Ливка булки начала печь, да продавать на ярмарке каждую субботу. И споро у нее дело пошло. Хватало и ей и детям, а Рахто только на пену исходил, видя, что не собирается жена нерадивая проситься назад.
У нас же в доме теперь были сдобные сладкие булки с маком и медом, которые Лидко таскал чуть не каждый день. Больше все ему теперь радовался Малько. А стоило соседу порог переступить, тянул руки и громко орал «Дай сяденького!». Что это такого нужно было ему дать, в нашем доме догадались не сразу, а вот Лидко безошибочно разгадал, чего от него просят, и вынимал из-за пазухи сладкий медовый пряник. А еще часто из дерева поделки приносил. Медведя, вырезанного, как живого, да темненного ореховым отваром, то коня вороного, то сокола. Малько же пищал от восторга, принимая такие подарки.

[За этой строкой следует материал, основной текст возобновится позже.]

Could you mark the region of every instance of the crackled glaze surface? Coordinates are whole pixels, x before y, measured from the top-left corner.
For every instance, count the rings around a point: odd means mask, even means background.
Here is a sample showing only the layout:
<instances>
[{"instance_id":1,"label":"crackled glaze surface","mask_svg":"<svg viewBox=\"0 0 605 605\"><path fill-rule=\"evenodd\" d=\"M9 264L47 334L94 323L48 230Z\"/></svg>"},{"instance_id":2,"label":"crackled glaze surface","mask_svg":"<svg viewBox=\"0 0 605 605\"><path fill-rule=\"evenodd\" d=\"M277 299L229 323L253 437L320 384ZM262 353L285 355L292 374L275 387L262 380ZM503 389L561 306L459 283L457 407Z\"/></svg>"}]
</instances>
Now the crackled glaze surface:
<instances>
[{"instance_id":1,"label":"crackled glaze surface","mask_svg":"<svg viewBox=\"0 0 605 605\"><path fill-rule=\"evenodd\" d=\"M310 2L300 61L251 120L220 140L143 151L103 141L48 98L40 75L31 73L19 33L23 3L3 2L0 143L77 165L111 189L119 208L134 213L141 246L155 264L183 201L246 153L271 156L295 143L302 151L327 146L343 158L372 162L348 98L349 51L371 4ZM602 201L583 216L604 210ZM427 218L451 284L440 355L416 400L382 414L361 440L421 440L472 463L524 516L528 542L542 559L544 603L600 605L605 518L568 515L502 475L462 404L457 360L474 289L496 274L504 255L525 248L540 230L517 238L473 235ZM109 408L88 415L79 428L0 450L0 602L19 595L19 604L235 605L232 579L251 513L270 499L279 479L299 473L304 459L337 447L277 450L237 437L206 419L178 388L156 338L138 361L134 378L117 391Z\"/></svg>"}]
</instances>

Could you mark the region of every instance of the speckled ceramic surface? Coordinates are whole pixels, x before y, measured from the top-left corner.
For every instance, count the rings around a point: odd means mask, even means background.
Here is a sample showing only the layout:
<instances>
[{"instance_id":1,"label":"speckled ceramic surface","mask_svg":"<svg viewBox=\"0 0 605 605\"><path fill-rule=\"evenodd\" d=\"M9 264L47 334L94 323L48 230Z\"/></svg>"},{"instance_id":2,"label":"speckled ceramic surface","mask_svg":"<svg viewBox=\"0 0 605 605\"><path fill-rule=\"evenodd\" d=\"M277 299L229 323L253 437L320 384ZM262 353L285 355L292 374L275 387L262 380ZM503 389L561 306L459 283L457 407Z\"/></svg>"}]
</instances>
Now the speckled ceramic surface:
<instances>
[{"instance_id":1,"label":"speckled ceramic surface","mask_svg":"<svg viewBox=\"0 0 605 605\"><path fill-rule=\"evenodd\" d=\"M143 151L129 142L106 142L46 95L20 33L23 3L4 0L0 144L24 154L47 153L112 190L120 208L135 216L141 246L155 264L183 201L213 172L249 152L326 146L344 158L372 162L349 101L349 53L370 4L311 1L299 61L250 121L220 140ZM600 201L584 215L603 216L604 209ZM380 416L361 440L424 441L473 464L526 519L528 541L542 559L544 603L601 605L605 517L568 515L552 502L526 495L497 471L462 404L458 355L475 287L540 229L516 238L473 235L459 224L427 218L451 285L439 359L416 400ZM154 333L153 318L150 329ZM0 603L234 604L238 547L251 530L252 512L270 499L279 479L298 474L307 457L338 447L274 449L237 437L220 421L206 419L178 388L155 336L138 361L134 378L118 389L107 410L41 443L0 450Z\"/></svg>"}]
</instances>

— Ты бы вынес на ярмарку свои поделки, — сказал ему Дайко. — Глядишь и матери помощь бы была.
— Та ну. Кому они нужны-то? — отмахнулся тогда Лидко, от слов кузнеца.

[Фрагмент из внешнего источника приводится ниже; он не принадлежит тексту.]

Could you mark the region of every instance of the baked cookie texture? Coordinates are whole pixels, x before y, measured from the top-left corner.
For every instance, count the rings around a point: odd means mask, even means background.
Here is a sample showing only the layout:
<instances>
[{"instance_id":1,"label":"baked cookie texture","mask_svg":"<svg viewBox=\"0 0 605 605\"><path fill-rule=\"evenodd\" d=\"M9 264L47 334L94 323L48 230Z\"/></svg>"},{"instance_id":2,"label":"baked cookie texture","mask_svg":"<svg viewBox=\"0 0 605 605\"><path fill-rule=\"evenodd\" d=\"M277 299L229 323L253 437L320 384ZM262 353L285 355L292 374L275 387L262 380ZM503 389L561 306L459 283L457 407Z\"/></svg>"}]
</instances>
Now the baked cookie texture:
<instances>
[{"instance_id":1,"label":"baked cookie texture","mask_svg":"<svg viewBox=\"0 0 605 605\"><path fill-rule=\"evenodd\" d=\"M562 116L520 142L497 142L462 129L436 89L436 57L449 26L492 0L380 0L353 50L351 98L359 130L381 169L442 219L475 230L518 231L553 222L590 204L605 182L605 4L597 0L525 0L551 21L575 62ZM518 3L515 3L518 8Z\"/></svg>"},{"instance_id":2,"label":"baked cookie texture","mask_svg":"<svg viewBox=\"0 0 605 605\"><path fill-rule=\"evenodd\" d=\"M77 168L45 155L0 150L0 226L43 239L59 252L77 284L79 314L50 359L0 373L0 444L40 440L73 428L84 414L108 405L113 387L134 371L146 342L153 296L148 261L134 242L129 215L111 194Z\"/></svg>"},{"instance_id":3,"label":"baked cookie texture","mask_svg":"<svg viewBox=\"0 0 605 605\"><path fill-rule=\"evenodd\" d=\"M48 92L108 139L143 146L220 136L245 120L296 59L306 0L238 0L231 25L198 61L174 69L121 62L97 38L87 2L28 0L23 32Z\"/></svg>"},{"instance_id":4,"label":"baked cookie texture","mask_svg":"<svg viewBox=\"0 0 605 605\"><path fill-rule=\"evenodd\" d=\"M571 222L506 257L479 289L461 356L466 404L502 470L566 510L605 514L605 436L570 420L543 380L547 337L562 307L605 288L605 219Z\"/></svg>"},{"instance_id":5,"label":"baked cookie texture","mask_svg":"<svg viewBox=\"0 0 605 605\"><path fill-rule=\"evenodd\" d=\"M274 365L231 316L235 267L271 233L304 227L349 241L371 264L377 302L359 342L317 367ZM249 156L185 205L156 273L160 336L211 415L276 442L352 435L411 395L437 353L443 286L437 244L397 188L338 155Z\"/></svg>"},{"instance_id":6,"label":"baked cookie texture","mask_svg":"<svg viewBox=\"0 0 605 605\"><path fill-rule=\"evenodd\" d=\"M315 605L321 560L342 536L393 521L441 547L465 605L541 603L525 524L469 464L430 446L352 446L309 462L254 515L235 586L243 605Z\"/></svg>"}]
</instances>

— Ты не скажи, Лидко, на всякий товар покупатель найдется.
В субботу же на ярмарке, Лидковы поделки разобрали в очередь, да еще и чуть не подрались за них. И только обещание, что на следующую ярмарку еще принесет, остудила пыл обделенных покупателей. А уже скоро к мелким поделкам, добавились и стулья с резными ножками и спинками. Тумбы и сундуки с вырезанными на них узорами до того красивыми, что казалось, моргни и оживет и бабочка, притаившаяся на лепестке цветочном, и воробей на гроздьях калины. Дело его пошло споро. А скоро, не смотря на молодость его, уже не только местные заказывали ему работу, а и приезжие спешили в Дубны, чтобы повидаться с мастером Лидко. И дом расстроил, что от матери моей достался. Ливка однажды денег приходила предложить за него. Да Дайко сказал, что с голоду поди не мрем, чтобы с нее деньги брать. А коли хорошо живется им в том доме, то и нам в радость. На том и порешили. А хлеба и булок стало в доме больше.